Может быть, прямой связи и нет. Но ты вот счастлив, что тебя, двадцатичетырехлетнего, сегодняшнего, послали в полет, из которого семьдесят шансов — не вернуться. А я не испытываю никакого удовольствия, никакой гордости. Почему? Ты подумаешь, что я трушу. Да нет! Я летал на дровяных сараях, которые назывались по недоразумению самолетами, и не боялся. Я давно утратил эту способность. Но, видишь — у нашего предприятия могут быть два исхода: удача или гибель. И я трезво анализирую, что я получаю в том и другом случае. Удача для меня уже опоздала, года через два я прощаюсь навсегда с воздухом, и мне останется только переживать воспоминания. А гибель! Гибель для меня преждевременна, за мной большое прошлое, которого мне жаль. Ты еще не успел узнать вкуса жизни, и гибель не пугает тебя, у тебя нет биографии. Удача откроет тебе ее первую страницу, для меня она только подведет черту, конечную черту. Я не просил об этом полете потому, что мне будет крайне неприятно жить в сознании, что я уже не могу использовать свой успех. А гибнуть не хочу потому, что мне хочется еще пожить, хотя бы только созерцающим стариком. Но меня не спрашивают о моих желаниях. Меня зовут и говорят: «Завтра в полет». А мне он не нужен!
— Почему же ты прямо не сказал Экку, что не хочешь лететь?
— Почему? — Марков махнул рукой, точно удивляясь наивности Мочалова. — Экк не понял бы. Экк — дисциплина от каблуков до шлема. Он просто послал бы меня под арест и выгнал бы из школы.

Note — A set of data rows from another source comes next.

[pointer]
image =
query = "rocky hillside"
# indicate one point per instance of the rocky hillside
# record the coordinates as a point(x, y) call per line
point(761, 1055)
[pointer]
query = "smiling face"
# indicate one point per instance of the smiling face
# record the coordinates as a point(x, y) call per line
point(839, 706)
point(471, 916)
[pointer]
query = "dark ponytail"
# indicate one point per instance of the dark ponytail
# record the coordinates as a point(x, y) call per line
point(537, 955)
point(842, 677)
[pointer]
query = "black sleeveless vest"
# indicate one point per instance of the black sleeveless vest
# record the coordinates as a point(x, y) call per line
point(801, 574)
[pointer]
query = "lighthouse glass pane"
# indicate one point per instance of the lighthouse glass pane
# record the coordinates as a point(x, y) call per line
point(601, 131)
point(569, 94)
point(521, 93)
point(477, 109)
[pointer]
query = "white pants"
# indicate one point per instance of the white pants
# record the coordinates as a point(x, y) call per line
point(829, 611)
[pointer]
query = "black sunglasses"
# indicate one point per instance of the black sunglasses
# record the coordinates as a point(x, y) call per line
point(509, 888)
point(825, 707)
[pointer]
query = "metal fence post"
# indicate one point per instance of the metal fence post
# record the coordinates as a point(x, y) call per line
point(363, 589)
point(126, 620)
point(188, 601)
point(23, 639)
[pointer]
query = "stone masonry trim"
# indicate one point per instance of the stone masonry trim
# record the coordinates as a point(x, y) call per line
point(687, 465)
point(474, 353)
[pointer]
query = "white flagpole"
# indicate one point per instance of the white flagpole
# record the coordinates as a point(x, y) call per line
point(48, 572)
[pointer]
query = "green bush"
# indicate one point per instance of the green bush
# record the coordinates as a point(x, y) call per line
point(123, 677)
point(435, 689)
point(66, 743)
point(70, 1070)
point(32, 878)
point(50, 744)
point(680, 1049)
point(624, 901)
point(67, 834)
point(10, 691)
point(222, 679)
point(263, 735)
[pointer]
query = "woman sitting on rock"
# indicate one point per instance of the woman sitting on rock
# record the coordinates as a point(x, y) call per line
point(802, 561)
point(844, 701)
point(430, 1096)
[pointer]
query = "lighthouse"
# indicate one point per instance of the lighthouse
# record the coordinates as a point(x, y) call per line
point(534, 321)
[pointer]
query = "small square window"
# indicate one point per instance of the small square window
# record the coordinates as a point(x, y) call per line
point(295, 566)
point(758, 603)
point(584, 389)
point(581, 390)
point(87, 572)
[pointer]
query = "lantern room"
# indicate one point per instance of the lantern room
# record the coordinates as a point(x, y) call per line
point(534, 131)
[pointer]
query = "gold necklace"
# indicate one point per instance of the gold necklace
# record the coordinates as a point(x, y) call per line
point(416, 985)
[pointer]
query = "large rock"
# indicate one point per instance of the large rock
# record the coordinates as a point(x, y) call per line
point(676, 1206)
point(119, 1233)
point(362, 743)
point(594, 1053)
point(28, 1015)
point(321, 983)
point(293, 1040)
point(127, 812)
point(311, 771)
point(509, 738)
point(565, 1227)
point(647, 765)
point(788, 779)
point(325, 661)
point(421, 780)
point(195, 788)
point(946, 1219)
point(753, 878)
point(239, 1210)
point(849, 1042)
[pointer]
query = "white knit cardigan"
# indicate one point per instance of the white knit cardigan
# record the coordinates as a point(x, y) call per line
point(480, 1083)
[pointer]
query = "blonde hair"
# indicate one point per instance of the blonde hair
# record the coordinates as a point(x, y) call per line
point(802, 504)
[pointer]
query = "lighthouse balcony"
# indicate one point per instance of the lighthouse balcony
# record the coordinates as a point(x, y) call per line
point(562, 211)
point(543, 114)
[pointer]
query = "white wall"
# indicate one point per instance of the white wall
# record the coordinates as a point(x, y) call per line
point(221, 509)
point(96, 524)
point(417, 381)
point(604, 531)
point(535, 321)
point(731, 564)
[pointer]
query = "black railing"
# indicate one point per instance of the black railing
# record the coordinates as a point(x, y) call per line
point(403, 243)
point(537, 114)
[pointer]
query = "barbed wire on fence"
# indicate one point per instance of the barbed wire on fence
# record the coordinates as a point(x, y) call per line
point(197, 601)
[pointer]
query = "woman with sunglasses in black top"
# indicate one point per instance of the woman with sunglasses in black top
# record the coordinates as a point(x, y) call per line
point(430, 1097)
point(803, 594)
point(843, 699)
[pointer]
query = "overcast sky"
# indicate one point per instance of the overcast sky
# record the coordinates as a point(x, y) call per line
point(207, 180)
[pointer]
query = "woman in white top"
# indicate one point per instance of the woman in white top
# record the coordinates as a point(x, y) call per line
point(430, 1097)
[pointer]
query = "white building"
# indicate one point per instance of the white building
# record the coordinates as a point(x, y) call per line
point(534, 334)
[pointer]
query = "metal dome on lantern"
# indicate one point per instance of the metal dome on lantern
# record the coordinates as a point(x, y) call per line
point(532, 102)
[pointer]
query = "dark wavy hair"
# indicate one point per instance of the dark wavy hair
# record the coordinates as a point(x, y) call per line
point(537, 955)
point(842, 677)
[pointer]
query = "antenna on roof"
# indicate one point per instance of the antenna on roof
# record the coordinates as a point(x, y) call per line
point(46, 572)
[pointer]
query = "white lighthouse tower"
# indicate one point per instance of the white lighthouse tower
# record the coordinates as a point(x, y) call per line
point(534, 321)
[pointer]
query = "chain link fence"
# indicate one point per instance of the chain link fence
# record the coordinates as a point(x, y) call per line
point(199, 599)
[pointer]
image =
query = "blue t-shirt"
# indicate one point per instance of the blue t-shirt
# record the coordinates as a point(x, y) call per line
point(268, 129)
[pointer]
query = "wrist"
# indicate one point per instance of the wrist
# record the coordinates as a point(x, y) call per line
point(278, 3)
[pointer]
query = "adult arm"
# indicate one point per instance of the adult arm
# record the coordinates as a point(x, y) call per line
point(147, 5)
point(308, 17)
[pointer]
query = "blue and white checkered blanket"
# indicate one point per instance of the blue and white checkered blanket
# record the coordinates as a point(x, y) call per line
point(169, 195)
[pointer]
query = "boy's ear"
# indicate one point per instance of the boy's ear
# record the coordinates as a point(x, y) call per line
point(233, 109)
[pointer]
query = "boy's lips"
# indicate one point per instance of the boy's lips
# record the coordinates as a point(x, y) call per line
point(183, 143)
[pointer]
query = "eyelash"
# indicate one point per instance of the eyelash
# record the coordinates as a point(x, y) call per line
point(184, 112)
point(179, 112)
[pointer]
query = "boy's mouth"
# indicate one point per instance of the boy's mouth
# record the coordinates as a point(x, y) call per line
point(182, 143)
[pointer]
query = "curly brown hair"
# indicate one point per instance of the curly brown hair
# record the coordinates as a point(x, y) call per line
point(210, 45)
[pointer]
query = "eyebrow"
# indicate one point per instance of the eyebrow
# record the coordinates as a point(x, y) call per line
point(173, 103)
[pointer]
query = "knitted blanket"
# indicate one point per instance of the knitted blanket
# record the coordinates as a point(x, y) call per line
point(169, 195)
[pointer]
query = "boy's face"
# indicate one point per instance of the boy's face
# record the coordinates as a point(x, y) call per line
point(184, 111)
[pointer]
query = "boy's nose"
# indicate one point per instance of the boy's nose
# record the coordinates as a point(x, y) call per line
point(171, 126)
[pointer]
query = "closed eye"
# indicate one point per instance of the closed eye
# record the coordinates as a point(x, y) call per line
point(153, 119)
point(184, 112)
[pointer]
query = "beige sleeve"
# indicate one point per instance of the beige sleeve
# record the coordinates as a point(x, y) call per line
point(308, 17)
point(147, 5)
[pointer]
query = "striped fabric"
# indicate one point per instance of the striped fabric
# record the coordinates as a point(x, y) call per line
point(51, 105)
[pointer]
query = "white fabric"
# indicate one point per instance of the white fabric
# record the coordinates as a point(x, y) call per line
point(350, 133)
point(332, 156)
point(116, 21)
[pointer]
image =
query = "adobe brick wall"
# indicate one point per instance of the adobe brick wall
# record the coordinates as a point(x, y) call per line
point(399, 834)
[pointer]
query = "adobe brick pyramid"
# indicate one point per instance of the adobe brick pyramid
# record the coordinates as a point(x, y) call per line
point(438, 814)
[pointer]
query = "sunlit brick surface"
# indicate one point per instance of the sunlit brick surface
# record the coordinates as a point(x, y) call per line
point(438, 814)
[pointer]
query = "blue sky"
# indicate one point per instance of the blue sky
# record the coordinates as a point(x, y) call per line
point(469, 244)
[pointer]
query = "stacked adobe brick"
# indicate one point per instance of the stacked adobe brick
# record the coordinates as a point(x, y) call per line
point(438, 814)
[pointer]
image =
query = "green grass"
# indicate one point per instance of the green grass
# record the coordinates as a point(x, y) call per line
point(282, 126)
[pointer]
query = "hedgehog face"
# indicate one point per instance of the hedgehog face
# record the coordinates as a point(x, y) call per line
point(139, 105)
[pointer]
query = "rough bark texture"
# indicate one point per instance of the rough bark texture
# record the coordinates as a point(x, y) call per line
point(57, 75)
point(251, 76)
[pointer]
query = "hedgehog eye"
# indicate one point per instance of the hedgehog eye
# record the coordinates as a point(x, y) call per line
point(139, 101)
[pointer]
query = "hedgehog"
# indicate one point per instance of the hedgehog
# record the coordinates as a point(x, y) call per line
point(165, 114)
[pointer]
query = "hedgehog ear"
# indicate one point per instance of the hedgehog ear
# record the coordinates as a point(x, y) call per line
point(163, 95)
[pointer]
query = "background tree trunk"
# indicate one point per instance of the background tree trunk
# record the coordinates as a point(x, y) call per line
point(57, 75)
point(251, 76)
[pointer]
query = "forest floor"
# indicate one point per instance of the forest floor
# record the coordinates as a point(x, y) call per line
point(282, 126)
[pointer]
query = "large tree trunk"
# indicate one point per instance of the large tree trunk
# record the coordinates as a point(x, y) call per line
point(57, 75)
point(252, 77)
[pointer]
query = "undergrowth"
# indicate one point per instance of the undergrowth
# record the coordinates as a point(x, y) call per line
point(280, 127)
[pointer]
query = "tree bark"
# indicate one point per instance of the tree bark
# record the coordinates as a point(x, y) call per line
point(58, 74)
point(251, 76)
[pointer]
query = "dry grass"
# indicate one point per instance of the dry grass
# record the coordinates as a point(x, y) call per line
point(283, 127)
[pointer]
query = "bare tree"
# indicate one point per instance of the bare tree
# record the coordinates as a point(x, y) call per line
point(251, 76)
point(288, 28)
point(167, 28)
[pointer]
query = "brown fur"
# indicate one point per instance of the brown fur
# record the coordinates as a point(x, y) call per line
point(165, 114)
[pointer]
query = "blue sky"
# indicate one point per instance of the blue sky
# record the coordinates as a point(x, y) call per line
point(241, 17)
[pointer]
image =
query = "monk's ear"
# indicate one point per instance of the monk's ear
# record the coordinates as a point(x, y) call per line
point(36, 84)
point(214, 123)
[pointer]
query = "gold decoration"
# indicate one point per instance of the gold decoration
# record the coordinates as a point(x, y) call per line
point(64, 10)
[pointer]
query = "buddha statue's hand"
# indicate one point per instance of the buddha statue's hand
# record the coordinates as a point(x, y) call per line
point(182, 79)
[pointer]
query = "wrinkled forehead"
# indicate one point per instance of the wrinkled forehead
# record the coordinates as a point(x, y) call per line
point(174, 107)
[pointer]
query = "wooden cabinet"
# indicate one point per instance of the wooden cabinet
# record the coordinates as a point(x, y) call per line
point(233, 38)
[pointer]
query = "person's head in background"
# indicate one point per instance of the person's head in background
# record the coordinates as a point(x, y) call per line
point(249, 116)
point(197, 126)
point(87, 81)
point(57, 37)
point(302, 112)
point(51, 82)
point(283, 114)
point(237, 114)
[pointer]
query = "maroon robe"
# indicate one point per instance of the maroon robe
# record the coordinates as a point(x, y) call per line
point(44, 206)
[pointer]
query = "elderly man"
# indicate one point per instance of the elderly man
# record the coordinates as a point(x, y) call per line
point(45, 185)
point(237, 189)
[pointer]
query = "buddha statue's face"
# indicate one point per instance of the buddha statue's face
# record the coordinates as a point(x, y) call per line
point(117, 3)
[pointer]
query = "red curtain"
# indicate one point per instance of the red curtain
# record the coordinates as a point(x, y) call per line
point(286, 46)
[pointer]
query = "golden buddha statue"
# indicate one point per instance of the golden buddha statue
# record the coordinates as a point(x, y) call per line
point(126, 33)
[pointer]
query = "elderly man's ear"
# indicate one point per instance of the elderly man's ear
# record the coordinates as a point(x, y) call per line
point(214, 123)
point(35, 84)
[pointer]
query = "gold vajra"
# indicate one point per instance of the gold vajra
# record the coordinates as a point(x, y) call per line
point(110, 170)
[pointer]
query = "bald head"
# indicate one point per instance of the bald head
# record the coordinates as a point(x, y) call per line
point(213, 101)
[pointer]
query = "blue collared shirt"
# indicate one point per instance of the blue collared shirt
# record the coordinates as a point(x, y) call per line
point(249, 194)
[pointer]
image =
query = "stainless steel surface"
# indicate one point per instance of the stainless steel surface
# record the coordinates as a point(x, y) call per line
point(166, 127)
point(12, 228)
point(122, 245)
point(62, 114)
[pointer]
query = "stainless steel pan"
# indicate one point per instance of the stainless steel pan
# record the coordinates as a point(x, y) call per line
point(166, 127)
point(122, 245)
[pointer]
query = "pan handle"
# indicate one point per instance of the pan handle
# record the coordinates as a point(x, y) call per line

Марков устало ссутулился в кресле.
— Я очень старался не только выслушать тебя, но и понять, — сказал Мочалов, — и никак не могу. Удача! Гибель! А я вот не думаю ни о том, ни о другом. Нужно спасти четырнадцать человек, и я знаю, что должен это сделать. И, вероятно, сделаю, если не помешают неодолимые препятствия или лед не раздавит людей раньше, нежели мы долетим к ним. Экк был бы прав, посадив тебя под арест. Кто должен считаться с нашими настроениями? Завтра придет война, тебе скажут: «Бери полный груз бомб и лети». Что же ты ответишь, что тебе это ничего не даст? Ты заблудился в собственных нервах. Твои мысли об удаче — это мысли Поста, Маттериа, оголтелых рекордсменов для славы и призов. В тридцать шесть лет человек считает свою биографию законченной, как кинозвезда! Тебе не стыдно? Посмотри вокруг! Хоть бы на людей, которые ведут нас, страну, в золотой век человечества. Им всем за полста. Позади стены тюрем, тундры, пытки. Что по сравнению с этим твоя «истощенная почва»? Однако у них температура, энергии которой хватит на три молодости. Они даже умирают по-молодому, за делом, во время доклада, не успев закончить подписи на новом декрете. Они не думают о биографии, а делают ее до последнего вздоха. А ты! Единственное, что может оправдать твою философию «созерцающего старца», — то, что тебя укачало. Пойди, потрави и успокойся. Иначе далеко не уедешь и действительно можешь не вернуться.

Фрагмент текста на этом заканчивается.